U.S. intelligence and national security agencies will join a task force to look into a major software breach of the Microsoft Exchange program by suspected China-based hackers that affected around 250,000 customers globally and around 30,000 in America,
'Multi-Agency Effort' in Tackling Microsoft Hack
The technology and software sector was rocked by news that Microsoft Exchange's email software was breached and that thousands of American organizations may be affected.
A White House official said that the Biden administration is expected to come up with a "multi-agency" task force that includes the Cybersecurity Infrastructure Security Agency (CISA), the Federal Bureau of Investigation (FBI), the National Security Council (NSC) and other agencies.
The said task force, dubbed the Unified Coordination Group (UCG), will investigate major breaches of software programs that Microsoft said in a statement this week were linked to China.
The official said that the hack on Microsoft Exchange is "an active threat still developing." The U.S. official also urged network operators around the world and in the United States to "take it very seriously."
Other White House officials last week warned network operators and organizations of potential further cyber threats on software with weak security protection systems.
Patch Bugs and Holes ASAP
On Friday, White House press secretary Jen Psaki urged "everyone" whose systems run on Microsoft servers to "act now" in patching bugs or holes that hackers could infiltrate.
Earlier in the week, national security adviser Jake Sullivan said the Biden administration is very concerned about the breach and has been monitoring reports that agencies under the think tank sector may have been compromised by the Microsoft hack.

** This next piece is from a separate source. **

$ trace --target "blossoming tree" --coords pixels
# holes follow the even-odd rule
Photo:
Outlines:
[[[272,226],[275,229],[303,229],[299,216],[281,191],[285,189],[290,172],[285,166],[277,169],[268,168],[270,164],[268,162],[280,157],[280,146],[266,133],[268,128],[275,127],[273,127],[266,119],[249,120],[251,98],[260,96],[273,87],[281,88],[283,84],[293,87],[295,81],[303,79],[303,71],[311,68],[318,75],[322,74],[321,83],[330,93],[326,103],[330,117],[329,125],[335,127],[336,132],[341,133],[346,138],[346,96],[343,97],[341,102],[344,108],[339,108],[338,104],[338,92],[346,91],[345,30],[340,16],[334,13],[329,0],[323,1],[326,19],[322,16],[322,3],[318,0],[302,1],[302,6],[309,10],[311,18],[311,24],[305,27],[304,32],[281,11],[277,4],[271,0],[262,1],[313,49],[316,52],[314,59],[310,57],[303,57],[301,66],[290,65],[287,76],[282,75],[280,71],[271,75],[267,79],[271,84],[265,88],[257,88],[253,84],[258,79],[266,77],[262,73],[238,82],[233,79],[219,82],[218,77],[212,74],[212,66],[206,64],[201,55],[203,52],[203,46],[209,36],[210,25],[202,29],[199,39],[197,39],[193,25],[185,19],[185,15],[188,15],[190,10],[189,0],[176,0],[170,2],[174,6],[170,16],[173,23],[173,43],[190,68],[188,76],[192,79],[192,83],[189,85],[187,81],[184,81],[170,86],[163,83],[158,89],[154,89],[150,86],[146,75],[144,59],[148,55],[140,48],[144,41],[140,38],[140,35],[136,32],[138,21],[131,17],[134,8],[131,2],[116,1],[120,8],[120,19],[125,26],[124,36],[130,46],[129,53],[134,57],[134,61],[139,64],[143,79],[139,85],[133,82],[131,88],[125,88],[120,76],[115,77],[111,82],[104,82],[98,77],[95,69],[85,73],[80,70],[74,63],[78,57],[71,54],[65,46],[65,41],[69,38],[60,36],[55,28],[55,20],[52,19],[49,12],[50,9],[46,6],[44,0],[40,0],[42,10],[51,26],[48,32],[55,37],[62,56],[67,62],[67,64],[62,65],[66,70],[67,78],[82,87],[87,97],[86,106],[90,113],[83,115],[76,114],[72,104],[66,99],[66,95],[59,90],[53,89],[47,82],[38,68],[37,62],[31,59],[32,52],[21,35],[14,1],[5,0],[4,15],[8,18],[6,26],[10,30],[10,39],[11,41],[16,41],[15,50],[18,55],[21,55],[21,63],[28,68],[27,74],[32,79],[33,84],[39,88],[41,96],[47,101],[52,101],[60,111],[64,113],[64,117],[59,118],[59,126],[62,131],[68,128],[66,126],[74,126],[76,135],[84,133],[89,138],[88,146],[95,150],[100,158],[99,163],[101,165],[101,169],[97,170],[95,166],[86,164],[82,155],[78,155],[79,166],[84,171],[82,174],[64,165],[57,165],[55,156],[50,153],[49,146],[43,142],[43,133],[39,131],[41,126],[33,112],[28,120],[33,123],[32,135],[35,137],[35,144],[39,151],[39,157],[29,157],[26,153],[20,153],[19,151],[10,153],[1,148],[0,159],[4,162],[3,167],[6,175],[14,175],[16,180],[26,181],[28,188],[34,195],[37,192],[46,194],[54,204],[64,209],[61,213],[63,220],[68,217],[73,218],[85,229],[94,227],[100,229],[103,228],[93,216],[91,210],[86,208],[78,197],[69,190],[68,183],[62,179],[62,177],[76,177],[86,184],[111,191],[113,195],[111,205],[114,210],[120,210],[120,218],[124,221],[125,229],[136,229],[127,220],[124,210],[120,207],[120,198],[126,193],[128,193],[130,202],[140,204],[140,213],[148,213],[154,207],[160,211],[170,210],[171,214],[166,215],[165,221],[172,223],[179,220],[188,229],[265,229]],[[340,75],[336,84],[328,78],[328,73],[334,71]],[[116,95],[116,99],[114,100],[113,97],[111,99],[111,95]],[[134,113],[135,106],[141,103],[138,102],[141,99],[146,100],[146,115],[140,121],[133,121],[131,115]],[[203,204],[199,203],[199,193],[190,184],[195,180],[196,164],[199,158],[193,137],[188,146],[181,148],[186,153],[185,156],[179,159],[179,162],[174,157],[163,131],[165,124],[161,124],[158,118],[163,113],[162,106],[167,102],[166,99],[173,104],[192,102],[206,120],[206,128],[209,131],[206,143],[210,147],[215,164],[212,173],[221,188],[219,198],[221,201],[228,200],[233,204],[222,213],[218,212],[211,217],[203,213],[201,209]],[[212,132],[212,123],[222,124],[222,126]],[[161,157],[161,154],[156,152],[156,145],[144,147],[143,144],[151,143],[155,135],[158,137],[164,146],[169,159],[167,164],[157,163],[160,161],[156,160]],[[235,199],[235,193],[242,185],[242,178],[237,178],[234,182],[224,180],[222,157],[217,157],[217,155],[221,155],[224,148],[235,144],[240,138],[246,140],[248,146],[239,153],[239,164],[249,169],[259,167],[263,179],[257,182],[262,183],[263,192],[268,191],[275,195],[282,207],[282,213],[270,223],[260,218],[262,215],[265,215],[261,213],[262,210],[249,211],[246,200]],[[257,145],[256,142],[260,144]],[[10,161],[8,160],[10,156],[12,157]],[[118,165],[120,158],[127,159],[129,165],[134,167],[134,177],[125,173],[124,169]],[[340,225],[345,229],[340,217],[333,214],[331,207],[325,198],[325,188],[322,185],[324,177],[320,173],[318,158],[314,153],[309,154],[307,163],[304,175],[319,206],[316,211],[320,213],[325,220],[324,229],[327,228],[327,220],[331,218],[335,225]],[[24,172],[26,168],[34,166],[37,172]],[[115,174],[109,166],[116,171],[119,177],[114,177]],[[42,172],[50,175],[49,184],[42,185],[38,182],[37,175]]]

The NSC also called on all organizations "with a vulnerable server" to immediately check on their systems to determine if their servers were also affected by the major breach.
What the 'Tech' is Going On?
Last week, tech sites reported that thousands of commercial and government organizations had their email servers hacked.
Microsoft acknowledged that vulnerabilities in the Exchange system allowed hackers to access email accounts. The bigger problem is that the hackers installed malware that could allow them access to the breached servers in the future.
While Microsoft has already patched the bugs, experts on cyber security said that cleaning up the mess will take some time.
Cyber security firm Volexity first discovered the Microsoft Exchange attack. Company president Steven Adair told technology website KrebsOnSecurity that servers running on Exchange that haven't patched the holes could have been "already compromised."
WIRED also reported that Chinese hacking group Hafnium conducted the cyberattack on Microsoft Exchange. Microsoft has also blamed the same group for carrying out the hack.
Volexity said it first detected Microsoft Exchange hacks on Jan. 6, the same day that the U.S. Capitol Hill was mobbed by Trump supporters and an attack that resulted in the deaths of five people.